Watson worked in this case as a research tool with a speed and power unattainable for the human being. He analyzed 10 years of images in fashion magazines and social networks like Instagram, Pinterest and Twitter. Taking into account the likes of each image and how they shared. Even understanding conversations in the networks about it.
The aim was to determine fashion trends regarding colors; In particular, the reactions to 1,027 tones (in more than 700,000 images) were analyzed to finally determine which ones were more likely to become fashionable. “Without technology, it is impossible to do this work,” said Castán, who is not trying to replace the designers, but to increase the tools of analysis within their reach.
But IBM’s goal is not to make eye-catching action with the world of haute couture. There are applications of Artificial Intelligence much more practical for the day to day, as its use in the virtual assistants in the e-commerce. If you sell fashion, the virtual assistant has to know fashion, just like the shop assistant.
By analyzing images, Watson can know which colors are sold the most, what are the most common clothing combinations and, in general, the style that the buyer is looking for, to suggest a fuller cart. And, as he boasted in a small Castan demo, he even takes into account weather forecasts, “something IBM has known a lot since buying The Weather Channel” last year. So if you tell the machine that you are going to a party and want to release something, it is able to make suggestions based on the weather.
The improvement of these virtual assistants can increase the percentage of online fashion sales, which in the second quarter of 2016 (latest available data) was, according to the National Commission of Markets and Competition, a relatively modest 5 – 6% (by business volume). However, the key to the sector is not to sell more on the Internet, but in general.
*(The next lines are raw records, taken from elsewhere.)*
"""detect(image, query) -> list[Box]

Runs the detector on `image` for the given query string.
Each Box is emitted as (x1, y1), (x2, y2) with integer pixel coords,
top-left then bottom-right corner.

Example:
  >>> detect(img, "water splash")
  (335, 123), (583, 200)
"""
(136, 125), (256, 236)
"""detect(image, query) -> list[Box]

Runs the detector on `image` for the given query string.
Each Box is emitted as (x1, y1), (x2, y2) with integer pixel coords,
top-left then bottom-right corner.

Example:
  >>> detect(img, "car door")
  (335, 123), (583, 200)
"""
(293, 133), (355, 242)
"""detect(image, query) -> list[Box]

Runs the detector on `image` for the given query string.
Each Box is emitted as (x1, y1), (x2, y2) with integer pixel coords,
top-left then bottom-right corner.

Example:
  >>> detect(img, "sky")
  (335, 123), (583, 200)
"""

Hence the obsession with the so-called Omnichannel. The term became known several times during the day Fashion Tech.
On the other hand, Lorente, product manager on The Spot Services, a company that among other services digitizes physical stores to increase sales and improve customer awareness, warned that many times businesses confuse being multi-channel (being on And offline) with an authentic Omnichannel. “The shopping experience is the advantage of physical versus online commerce, but it has to be noted that experience, that advantage,” he said. As long as they know how to adapt to digitization and take advantage of their strengths, physical clothing stores will never go out of style.